“Drowsy but awake”- the gold standard to aim for in the sleep department, right?
WRONG!
If your goal is to maximize your child’s sleep, it’s important to be placing your baby or toddler down AWAKE at bedtime.
How a baby falls asleep initially at bedtime sets the tone for the rest of the night. The purpose of sleep training is to strengthen your child’s sleep skills so that he can fall asleep unassisted. You want your baby to be able to fall BACK to sleep unassisted without relying on a sleep prop. Feeding, rocking, or patting to sleep are the most common examples of sleep props to avoid. See, if a baby relies on something to fall asleep at bedtime, there’s nothing stopping this baby from waking up at night expecting the same type of assistance to fall back asleep.
Here’s a very common situation I see:
The parent puts the baby in the crib drowsy but awake where he’s half-asleep at bedtime. Or perhaps the parent sits next to their toddler and rubs his back until he’s almost asleep. When the baby or toddler wakes up in the middle of the night, the parents begin to implement a sleep training method. Except that this baby or toddler just cries and cries! Why? See, if the child needs to be rocked, fed, or patted to a drowsy state in order to fall asleep at bedtime, he won’t consistently put himself back to sleep in the middle of the night without that same assistance.
But my baby sometimes sleeps through the night! He must know how to put himself back to sleep then, no?
The question to ask yourself is “how strong are your baby’s sleep skills, on a scale of 1-10?” A baby that is vigorously rocked to sleep and then transferred to the crib out cold would be a 1. A baby who goes into the crib completely awake and falls asleep by himself would be a 10. And a baby who needs to be rocked until he’s half-asleep would be a 5.
So a 5 is much better than a 1. But it’s definitely not the 10 we should be aiming for.

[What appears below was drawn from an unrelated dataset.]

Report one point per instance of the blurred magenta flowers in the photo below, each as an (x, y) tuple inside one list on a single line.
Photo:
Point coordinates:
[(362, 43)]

If a baby’s sleep skills are only a 5, it means that he’ll sometimes be able to fall back asleep, while other times he won’t be able to pull it off without your help.
If your goal is to maximize your baby’s sleep as much as possible and attain as much predictability and consistency as possible, it’s very important for your baby to go down completely 100% awake at bedtime and to begin any sleep training plan at bedtime.
It’s the key to getting yourself an awesome sleeper!